As a Horizons fellow, I have the privilege of meeting once a month with the 11 other fellows to discuss passages about life, vocation, vulnerability and faith. At the most recent discussion, I found myself overwhelmed by the depth and meaning of the passages from David Foster Wallace and Parker Palmer. I sat and listened as the other fellows shared insights on how to live in the present moment and how to cast light into the shadows of our broken world. Meanwhile, an internal battle raged.
“Celeste, you need to say something.” …
“No, you shouldn’t just say something, you have to have something good to
“Your thoughts probably won’t make sense anyway.”
And I even prayed,
“God, give me words to say that will sound deep, that will make it sound like I know what I'm talking about.”
That night I felt both awe at the thoughts my peers have and the way they think deeply about the world, and frustration with myself for not sharing. As the discussion continued, I was aware of who had and had not spoken, and as each new person spoke I worried that it would eventually become obvious that I wasn’t saying anything. I know that Horizon’s gatherings are not a graded class and that I don’t have to make the groundbreaking comment that shapes how my friends view the Lord or vocation. However, we are encouraged to share, as each of us has unique gifts and God-given interests. We all interact with literature and theology in different ways. The words coursing through my mind that I paid attention to, kept me from being present in the conversation, from listening and responding.
It’s ironic because the topic of conversation for this particular evening was “Calling and Listening.” One of the questions was “What do I pay attention and listen to each day?”
And there I was—listening to the voices in my head telling me my reflections and thoughts aren’t worthy to be shared!
Since that night, I’ve had the chance to think about how I listen, if I listen and what I am hearing. Am I paying attention to what my peers are revealing about themselves and the way the Lord is working in their lives? Am I listening to a script in my head that tells me my insights and I are not valuable? As I consider these thoughts, I’m wondering that if in simply listening and paying attention, not only do I give a gift to my friends and others, I also attend less to the swirling voices in my mind that prevent me from seeing my God-given worth.
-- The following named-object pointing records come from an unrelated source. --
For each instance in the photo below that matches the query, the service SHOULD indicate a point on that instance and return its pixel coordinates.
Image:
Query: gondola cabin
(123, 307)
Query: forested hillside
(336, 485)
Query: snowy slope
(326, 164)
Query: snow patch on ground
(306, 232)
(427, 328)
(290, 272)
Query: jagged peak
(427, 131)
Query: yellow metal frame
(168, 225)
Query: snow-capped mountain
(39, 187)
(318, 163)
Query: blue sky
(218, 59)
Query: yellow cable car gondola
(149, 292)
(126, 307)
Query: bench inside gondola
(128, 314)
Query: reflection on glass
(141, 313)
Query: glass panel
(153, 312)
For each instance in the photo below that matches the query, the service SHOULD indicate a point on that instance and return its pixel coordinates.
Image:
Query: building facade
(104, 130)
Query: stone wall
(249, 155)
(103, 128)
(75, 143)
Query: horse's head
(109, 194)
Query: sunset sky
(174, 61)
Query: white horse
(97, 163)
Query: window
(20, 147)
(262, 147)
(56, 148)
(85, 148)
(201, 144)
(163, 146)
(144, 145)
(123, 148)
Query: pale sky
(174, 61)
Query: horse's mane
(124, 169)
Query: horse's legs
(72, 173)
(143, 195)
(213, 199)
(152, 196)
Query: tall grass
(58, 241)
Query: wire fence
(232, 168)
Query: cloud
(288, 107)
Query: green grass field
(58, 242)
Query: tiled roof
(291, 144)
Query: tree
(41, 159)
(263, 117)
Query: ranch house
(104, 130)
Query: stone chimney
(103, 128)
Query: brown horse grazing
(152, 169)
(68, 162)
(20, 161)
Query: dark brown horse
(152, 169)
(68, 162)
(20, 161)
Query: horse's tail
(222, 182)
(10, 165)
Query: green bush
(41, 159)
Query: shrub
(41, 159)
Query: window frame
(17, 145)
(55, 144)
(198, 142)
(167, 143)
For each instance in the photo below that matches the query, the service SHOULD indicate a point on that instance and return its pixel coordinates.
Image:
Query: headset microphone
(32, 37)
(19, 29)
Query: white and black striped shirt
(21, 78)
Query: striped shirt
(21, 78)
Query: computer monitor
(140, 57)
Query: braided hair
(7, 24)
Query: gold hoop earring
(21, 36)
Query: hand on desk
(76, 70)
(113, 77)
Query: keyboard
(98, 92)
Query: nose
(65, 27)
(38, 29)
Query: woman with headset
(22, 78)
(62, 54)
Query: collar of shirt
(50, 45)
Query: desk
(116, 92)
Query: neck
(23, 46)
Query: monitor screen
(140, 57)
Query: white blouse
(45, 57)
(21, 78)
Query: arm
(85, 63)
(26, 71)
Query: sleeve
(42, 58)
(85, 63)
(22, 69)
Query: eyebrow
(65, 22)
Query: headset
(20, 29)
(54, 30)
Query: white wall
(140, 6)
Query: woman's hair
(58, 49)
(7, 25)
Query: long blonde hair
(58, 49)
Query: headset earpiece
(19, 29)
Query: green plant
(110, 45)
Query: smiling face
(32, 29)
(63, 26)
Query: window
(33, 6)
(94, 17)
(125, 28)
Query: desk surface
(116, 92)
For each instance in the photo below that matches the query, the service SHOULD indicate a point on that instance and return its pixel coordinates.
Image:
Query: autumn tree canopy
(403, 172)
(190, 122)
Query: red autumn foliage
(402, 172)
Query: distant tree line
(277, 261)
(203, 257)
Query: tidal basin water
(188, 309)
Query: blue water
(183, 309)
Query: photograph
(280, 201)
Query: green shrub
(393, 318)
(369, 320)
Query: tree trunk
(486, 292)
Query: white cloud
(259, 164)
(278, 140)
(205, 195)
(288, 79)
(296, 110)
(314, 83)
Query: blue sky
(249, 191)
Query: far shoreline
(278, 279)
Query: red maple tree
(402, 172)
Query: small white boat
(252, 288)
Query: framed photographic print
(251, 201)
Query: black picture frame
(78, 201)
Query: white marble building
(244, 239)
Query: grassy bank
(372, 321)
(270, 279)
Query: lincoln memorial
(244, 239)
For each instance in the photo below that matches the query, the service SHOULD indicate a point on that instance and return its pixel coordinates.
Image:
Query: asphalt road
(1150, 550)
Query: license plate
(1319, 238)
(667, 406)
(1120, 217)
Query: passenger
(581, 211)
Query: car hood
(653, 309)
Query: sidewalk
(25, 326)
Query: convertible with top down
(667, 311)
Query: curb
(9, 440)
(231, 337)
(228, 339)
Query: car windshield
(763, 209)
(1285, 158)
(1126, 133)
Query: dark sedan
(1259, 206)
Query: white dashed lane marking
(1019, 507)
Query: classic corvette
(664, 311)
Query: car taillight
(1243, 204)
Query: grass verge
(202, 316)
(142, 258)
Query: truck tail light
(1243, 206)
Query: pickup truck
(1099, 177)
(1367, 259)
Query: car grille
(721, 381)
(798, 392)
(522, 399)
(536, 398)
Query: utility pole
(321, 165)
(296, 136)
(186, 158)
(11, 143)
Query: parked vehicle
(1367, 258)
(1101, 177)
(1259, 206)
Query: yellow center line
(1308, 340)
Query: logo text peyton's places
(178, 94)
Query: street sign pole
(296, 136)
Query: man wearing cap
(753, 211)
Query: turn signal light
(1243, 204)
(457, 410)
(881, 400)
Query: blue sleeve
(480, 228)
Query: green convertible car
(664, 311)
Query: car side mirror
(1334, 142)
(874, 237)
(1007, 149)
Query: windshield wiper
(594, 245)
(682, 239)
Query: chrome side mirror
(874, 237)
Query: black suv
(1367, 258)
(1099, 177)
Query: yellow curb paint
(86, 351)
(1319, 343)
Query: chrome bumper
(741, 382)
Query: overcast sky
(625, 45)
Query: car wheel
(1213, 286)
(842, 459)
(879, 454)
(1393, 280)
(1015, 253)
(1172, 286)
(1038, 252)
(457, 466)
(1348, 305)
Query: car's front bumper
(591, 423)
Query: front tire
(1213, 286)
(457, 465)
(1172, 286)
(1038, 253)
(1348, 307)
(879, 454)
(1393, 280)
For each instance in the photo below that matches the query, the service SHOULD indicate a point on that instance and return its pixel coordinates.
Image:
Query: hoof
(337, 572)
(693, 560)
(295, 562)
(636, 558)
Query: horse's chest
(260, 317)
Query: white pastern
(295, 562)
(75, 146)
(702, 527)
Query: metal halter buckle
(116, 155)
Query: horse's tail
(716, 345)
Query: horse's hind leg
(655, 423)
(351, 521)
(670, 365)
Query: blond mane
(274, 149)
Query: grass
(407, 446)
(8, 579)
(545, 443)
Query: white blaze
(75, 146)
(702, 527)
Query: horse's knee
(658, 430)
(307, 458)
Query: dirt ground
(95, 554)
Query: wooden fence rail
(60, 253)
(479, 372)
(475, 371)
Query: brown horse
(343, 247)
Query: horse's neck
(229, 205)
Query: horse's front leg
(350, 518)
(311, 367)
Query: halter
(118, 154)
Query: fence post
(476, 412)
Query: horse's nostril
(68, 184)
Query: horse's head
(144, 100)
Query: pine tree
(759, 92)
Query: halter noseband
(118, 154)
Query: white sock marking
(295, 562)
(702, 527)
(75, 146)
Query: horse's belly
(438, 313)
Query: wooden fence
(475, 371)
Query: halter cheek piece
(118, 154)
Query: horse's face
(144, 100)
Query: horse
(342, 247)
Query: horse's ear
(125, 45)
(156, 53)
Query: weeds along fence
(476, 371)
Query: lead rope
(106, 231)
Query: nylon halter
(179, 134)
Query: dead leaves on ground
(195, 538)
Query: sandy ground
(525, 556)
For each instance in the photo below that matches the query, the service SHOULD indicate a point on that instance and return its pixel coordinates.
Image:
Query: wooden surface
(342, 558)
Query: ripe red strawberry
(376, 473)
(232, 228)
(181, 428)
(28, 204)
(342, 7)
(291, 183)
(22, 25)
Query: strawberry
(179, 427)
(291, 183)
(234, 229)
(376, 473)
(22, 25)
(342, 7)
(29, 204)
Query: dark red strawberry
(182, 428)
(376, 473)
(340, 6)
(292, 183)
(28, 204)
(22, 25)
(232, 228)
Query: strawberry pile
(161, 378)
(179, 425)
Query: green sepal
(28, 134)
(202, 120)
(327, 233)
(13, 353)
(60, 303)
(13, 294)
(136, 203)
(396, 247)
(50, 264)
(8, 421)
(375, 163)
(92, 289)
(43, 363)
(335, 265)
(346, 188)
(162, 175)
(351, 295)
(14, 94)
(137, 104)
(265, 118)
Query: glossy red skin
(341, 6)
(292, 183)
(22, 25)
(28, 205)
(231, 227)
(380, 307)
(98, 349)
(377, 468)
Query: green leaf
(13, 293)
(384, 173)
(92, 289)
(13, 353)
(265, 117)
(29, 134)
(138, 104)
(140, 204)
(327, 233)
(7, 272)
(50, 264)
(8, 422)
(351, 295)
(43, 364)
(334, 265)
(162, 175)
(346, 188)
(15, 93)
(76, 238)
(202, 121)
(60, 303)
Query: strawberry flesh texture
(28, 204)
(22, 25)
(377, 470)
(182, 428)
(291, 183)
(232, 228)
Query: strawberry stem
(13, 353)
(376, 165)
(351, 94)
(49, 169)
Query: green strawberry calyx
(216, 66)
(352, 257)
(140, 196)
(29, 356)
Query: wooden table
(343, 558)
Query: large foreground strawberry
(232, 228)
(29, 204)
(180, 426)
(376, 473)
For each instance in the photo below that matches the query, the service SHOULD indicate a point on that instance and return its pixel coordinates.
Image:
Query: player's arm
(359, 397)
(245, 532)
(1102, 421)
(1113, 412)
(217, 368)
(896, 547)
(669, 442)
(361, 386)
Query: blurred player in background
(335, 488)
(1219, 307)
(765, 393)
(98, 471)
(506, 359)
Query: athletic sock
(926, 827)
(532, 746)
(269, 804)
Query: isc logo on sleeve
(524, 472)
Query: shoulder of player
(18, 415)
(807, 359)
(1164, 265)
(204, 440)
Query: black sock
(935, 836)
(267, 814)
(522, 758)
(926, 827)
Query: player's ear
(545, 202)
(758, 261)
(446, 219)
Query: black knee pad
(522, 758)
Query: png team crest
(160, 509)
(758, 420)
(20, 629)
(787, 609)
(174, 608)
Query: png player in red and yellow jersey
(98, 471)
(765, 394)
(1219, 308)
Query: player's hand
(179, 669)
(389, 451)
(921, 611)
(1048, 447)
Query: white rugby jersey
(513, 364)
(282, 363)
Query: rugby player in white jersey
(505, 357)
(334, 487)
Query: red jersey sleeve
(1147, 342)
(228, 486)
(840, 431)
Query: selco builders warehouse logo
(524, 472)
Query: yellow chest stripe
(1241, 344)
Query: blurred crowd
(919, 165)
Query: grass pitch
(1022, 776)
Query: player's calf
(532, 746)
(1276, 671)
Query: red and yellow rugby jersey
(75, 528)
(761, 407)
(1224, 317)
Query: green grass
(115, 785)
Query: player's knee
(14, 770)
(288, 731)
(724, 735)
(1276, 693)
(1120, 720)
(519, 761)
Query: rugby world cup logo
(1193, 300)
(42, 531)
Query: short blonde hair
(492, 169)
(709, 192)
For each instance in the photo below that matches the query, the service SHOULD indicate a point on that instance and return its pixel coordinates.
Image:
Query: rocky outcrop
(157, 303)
I notice I tend to be on autopilot, giving in to the busyness of being a student and not stopping to reflect. I’m learning that listening requires attention and patience. Staying in the present moment requires me to be critical of my thoughts and brain. I’m inspired to be present in any hurt my housemates might be experiencing, to take pleasure in reading just for fun, and to have discipline with myself in being open to the voice of the Lord. I miss these things when I pay attention only to the internal scripts in my mind.